A heightened sense of “being there” in time has similar counterparts in introductions of past medias — the newspaper compared to the book, which heightened the sensation of now while still remaining an artifact of before. In each, we came to accept this visually fragmented stand-in to now. Our successive adapations as a culture make us that much more receptive to further contortions down the road.

This illusion is broken, however, when we attempt to reply back within the same medium. If you take a careful look, few web media today achieve a “panticipatory” dialogue.

Imagine a seminar hall full of people discussing a topic, responding in turn as conversation develops, with a professor leading a lively discourse on, say, digital media studies. What would the participation level be for the equivalent MOOC? That depth of dialogue is largely absent in our digital media today. This is largely due to structural constraints of the web itself, and our learned tolerance for it.

Take a form in which timing is critical: improvisational comedy. Could this, today, be conducted over the Internet? These performers benefit and thrive on their time-sensitive medium of choice (speech) in a way that may never be when we think in terms of HTTP.

An asynchronous medium is ultimately a compromise to scale time and resources at the expense of participation.

Overwhelmingly we prefer static, asynchronous media today. There are exceptions, but usually with compromises: Skype achieves something notable, but remains largely a one-to-one dialogue. YouTube enables video responses from many, but carry a significant latency of interaction, sometimes on the order of days. SnapChat uses images in a conversational manner to small groups of friends, but still limits itself to glib, photographic blips.

“New” mediums typically are advertised as increasing fidelity of visual form (e.g., h.265, 4K video, and 3D). Rarely is latency mentioned as the improvement, even though improving this is one of the greatest challenges the Internet faces.

Participation latency is critical to many tools, including programming environments and creational tools — we just call it a feedback loop.

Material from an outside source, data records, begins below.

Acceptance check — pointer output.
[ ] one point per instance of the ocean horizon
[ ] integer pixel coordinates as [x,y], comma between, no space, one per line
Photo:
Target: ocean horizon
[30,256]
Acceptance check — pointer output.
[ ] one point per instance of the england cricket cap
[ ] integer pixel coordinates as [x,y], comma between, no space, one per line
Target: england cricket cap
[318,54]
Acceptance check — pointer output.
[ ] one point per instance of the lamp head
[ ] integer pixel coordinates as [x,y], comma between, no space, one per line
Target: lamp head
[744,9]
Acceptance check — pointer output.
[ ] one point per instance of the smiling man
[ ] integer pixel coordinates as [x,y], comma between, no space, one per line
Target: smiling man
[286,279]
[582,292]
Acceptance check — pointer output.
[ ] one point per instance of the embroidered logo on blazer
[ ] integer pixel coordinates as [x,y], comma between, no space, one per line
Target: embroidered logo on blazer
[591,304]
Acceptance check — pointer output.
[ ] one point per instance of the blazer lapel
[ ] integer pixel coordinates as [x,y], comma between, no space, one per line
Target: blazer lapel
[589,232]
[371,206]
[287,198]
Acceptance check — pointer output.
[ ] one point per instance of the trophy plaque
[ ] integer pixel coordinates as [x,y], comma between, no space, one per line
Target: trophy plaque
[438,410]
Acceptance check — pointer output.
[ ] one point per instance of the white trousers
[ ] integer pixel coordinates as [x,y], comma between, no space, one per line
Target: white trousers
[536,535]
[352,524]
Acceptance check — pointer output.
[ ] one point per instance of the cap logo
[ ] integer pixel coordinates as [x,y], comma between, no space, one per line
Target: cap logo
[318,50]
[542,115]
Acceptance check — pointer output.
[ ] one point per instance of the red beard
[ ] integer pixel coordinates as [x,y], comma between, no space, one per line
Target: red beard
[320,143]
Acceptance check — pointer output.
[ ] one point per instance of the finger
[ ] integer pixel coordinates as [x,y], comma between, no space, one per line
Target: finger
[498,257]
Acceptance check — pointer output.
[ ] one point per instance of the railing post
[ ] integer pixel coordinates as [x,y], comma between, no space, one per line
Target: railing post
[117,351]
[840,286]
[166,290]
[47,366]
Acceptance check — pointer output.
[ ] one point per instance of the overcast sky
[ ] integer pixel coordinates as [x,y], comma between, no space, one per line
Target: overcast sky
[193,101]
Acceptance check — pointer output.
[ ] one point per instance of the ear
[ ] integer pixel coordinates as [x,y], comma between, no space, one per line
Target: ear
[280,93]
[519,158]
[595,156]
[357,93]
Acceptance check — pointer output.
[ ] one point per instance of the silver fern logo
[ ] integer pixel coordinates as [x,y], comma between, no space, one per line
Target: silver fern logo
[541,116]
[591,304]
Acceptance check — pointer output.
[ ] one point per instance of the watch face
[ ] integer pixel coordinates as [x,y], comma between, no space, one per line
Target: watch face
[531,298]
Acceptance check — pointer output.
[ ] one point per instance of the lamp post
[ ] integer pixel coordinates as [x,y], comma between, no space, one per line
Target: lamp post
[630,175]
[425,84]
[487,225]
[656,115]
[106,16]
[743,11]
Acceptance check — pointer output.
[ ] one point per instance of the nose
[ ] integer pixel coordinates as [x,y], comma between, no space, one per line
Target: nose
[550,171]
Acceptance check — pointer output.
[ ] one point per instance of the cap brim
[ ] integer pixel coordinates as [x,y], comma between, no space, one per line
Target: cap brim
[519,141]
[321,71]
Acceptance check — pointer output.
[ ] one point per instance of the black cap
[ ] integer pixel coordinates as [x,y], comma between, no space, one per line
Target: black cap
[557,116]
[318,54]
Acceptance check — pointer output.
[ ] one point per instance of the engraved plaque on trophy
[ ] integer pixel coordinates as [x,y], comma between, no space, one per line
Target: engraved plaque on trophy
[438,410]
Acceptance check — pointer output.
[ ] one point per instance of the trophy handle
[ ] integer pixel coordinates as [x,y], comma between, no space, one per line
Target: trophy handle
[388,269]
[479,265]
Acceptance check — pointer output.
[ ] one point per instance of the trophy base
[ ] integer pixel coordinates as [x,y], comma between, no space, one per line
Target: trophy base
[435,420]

Much as the typewriter enabled rhythm in poetry, so should instantaneous feedback with computers enable novel digital content, if we only took the time to design them for this. This is the plea central to Bret Victor’s Stop Drawing Dead Fish.

The fact that you cannot talk to me nor shape what I’m saying as I type this article is a preference of the medium we are using, and this dictates the kinds of content we produce. The medium has always been the message.

Shortening feedback loops is always a laudable goal. The history of progressions of mediums always involves further re-integrating what was once external to the process.

While I’ve critiqued most web media, as this is where most of our dominant Internet use lies, I don’t mean to suggest that there’s anything inherently preventing us from doing better. For example, many networked multiplayer video games come close to a panticipatory dialogue. There’s conscious technical considerations to lower the latency of interaction, they’re largely multi-sensory, and they typically bring in potentially large groups of players together into a near-now moment.

There are also remaining vestiges of the more paced, exploratory, webring-era web, especially within various Internet subcultures. As time goes on, though, they are increasingly eclipsed in volume by socially-derived stream content, as reflected by Google’s ranking algorithm changes.

As software engineers working with the Internet, we are all capable of generating new mediums from nothing, and at a scale the world has never seen before.This is a profound gift.

My belief is that there hasn’t been enough discussion around how we design mediums, and in turn, protocols that get us closer to a deeper, more real-world dialogue between people. Perhaps this is a self-fulfilling effect of us relying on web media for this discussion in the first place.

I don’t have concrete ideas for implementation, but I do have some principles to those brave enough to try: let’s emphasize latency over fidelity, impermanence over records, and the multi-sensory over the visual, and in the process make something worthy of the human spirit.